# Side Work



## R&S Exteriors (Aug 4, 2006)

mattp said:


> How do I know their hatchet men because in the past 2 months alone I have fixed 3 roofs less than 2 years old because so and so had the hackman on the roof. Yes it brings me work but man I would just like to get the job from the start.


There definately are some hatchet men out there. As in any profession. My point was that many are not. 

As far as those h/o with the bad roofs. If they didn't check references and got someone to do it for next to nothing then they got what they deserved. Always check references and if it sounds to good to be true. it probably is.

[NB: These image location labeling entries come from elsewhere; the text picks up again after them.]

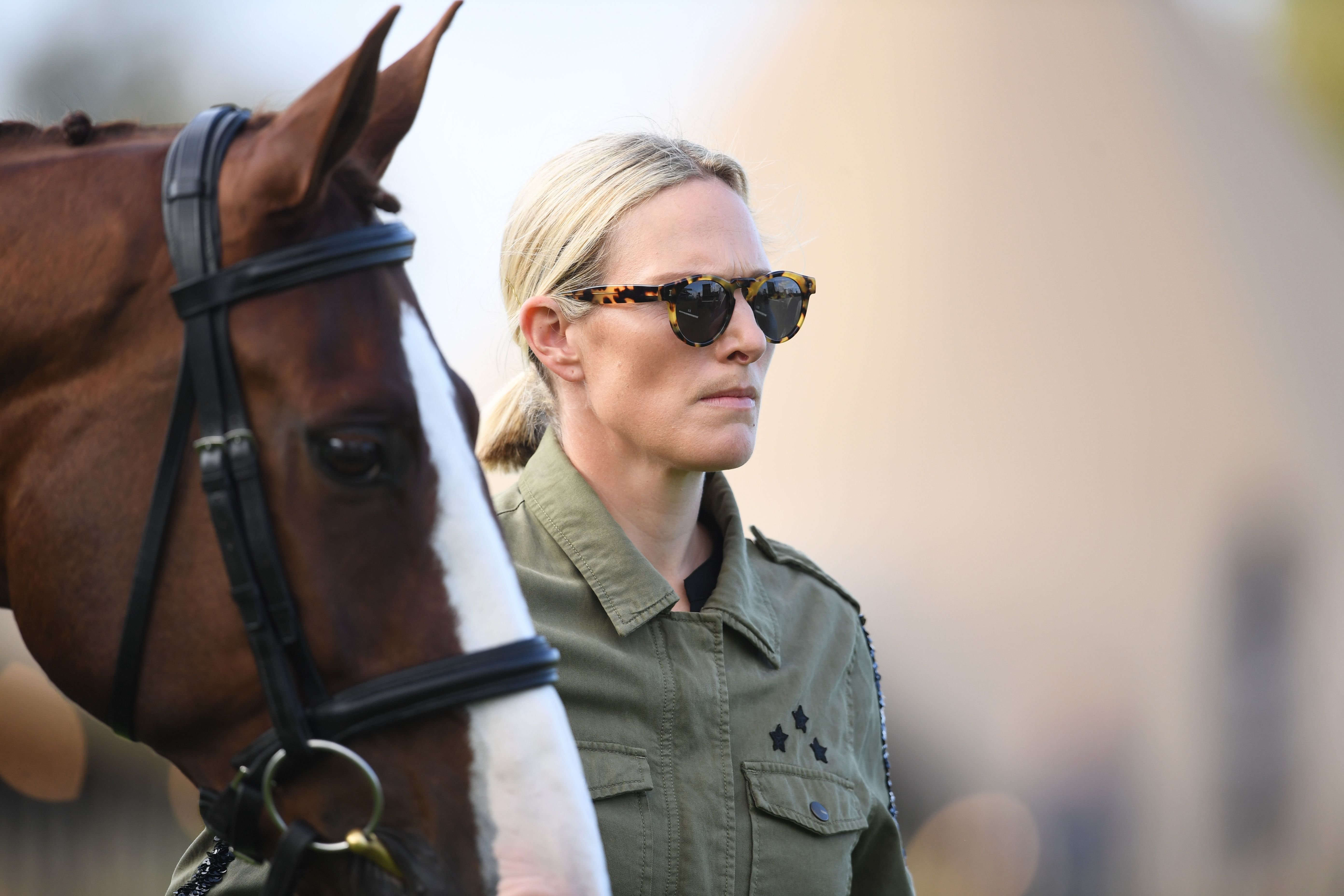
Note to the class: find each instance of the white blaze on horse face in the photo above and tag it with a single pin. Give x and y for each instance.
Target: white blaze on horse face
(534, 819)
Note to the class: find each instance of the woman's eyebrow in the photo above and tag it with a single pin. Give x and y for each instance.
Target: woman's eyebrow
(675, 277)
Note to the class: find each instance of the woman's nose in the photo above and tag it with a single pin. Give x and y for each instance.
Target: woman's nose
(744, 334)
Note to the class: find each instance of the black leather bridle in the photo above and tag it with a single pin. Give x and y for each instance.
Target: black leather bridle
(300, 708)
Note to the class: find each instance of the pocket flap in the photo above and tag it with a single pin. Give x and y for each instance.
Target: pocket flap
(613, 769)
(804, 797)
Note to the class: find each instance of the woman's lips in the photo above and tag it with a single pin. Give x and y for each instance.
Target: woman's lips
(737, 399)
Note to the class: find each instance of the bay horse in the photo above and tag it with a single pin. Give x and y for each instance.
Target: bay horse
(364, 439)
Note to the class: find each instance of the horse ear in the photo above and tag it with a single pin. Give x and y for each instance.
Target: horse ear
(400, 91)
(298, 152)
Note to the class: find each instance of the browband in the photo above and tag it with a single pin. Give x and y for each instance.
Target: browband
(295, 265)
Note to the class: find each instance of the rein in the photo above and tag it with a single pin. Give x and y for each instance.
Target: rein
(306, 719)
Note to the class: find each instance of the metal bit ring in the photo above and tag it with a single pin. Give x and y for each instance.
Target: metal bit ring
(268, 782)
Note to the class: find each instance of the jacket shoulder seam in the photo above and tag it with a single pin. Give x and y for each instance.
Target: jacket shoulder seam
(784, 555)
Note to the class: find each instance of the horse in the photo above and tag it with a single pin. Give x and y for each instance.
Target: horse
(362, 437)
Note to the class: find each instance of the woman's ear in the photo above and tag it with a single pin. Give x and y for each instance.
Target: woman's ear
(547, 334)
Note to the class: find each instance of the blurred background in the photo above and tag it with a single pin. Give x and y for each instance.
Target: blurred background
(1068, 410)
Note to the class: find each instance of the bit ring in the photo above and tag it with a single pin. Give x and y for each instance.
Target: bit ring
(268, 784)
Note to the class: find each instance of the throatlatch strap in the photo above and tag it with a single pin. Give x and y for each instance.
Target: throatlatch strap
(126, 683)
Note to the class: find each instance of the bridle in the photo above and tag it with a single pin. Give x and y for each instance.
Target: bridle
(306, 718)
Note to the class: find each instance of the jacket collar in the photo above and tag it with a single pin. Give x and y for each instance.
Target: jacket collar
(627, 585)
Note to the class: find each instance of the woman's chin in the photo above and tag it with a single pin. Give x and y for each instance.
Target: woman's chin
(718, 452)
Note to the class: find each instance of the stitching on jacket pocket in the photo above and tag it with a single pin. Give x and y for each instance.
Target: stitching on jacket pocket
(615, 769)
(788, 793)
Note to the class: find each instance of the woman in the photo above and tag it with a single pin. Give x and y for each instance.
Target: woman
(721, 688)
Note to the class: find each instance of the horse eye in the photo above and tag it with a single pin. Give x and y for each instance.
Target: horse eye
(351, 457)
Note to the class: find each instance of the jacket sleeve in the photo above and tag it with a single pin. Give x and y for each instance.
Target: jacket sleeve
(880, 860)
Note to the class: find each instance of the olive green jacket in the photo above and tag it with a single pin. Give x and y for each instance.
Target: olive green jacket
(732, 751)
(697, 730)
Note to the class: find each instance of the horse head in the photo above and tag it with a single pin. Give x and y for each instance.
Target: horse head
(364, 439)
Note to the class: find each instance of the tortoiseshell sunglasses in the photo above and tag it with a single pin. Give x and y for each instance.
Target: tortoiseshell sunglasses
(701, 308)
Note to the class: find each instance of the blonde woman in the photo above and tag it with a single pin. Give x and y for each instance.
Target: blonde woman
(721, 687)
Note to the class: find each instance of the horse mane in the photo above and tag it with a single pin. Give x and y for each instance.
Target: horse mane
(77, 130)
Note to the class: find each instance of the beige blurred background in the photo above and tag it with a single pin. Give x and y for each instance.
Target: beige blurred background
(1066, 413)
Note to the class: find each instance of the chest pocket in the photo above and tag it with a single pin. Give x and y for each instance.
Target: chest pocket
(804, 828)
(620, 782)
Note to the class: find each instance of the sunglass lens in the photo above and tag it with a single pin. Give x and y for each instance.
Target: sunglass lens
(777, 307)
(702, 309)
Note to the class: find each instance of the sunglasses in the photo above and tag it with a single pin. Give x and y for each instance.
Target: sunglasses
(701, 308)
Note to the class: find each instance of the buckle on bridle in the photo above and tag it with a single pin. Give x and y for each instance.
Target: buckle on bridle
(362, 841)
(221, 441)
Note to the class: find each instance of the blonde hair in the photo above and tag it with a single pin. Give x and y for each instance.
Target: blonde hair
(556, 241)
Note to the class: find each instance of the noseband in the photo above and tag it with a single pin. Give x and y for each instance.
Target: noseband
(306, 718)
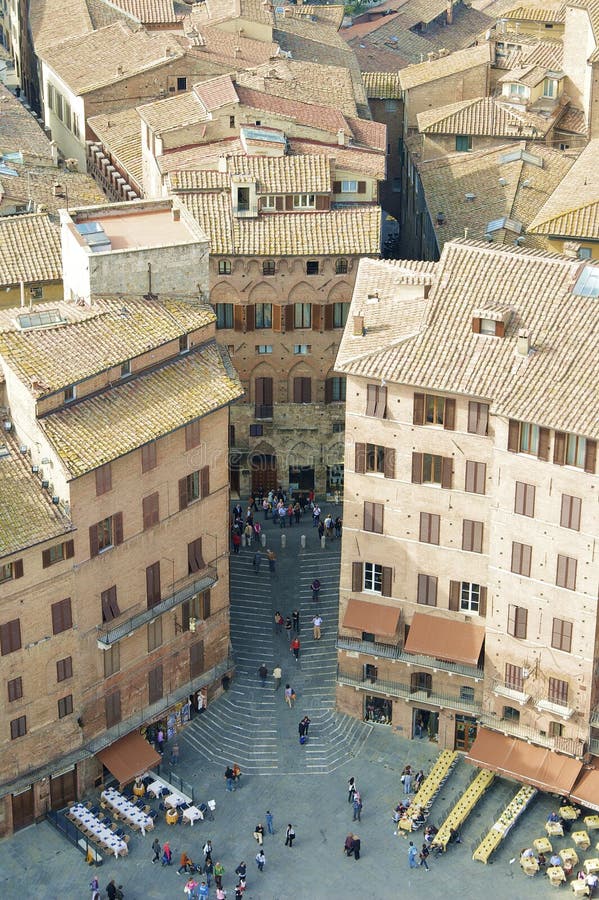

> Originally Posted by *maj*
> R&S........ I like you more & more every post. :thumbup: Seems joasis & I have another clone out there in PA.


:thumbsup: 

Maj When is the next meeting of "Hack" club. :thumbup:


----------



## R&S Exteriors (Aug 4, 2006)

realpurty2 said:


> OoOoh Nooooo! Someone pass me a bullet.. :2guns: I'm just now learning how to live with the two of them... three is overload. :tt2:


Take your pick

   :laughing: 

http://images.google.com/imgres?img...ev=/images?q=m60+tank&svnum=10&hl=en&lr=&sa=G 

http://images.google.com/imgres?img...ev=/images?q=m60+tank&svnum=10&hl=en&lr=&sa=G


----------



## maj (Mar 13, 2006)

R&S Exteriors said:


> :thumbsup:
> 
> Maj When is the next meeting of "Hack" club. :thumbup:



I don't know "when" but I know "where".

I think we'll have it in your hometown of _Milf_finburg. :w00t:
Sounds like a "fun" town.


----------



## R&S Exteriors (Aug 4, 2006)

maj said:


> I don't know "when" but I know "where".
> 
> I think we'll have it in your hometown of _Milf_finburg. :w00t:
> Sounds like a "fun" town.


It's a very beautiful area and town. Although as the years go by the winters are not as appealing as they use to be


----------



## maj (Mar 13, 2006)

maj said:


> I don't know "when" but I know "where".
> 
> I think we'll have it in your hometown of _*Milf*_finburg. :w00t:
> Sounds like a "fun" town.


:whistling


----------



## Colormatch (Aug 20, 2006)

realpurty2 said:


> I could throw out a few examples md... but here is a recent one from that now defunct company we considered buying into.
> 
> The contractor was hired to do a basement remodel. The tub above it was leaking (very small leak that took time to be evident, just a drip here and there) somewhere in the ceiling causing drips into the basement area. The employee took side work to repair the leak. His method of fixing it was to mud over the stains on the ceiling and repaint it... doing nothing for the leak. He told the GC that he had done a full repair and all water was stopped. It looked good and as a finished product, no one could tell he hadn't cut into the ceiling, fixed the leaking pipe as claimed, then patched and repainted the ceiling. He got paid, the GC finished his basement remodel and got paid. Two months later, long after the employee had quit and moved out of state, the GC got an irate phone call and had to go repair the leak and replace the ceiling at his expense because the H.O. claimed it was done under the GC and was one of his employees. The "well, he worked for you so I assumed he was compent" speech..
> 
> ...


The only way your going to cure that is to keep your employees shirts and vans at your shop everyday and night. When they come to work, you give them your lettered van and their clothing to wear for the day.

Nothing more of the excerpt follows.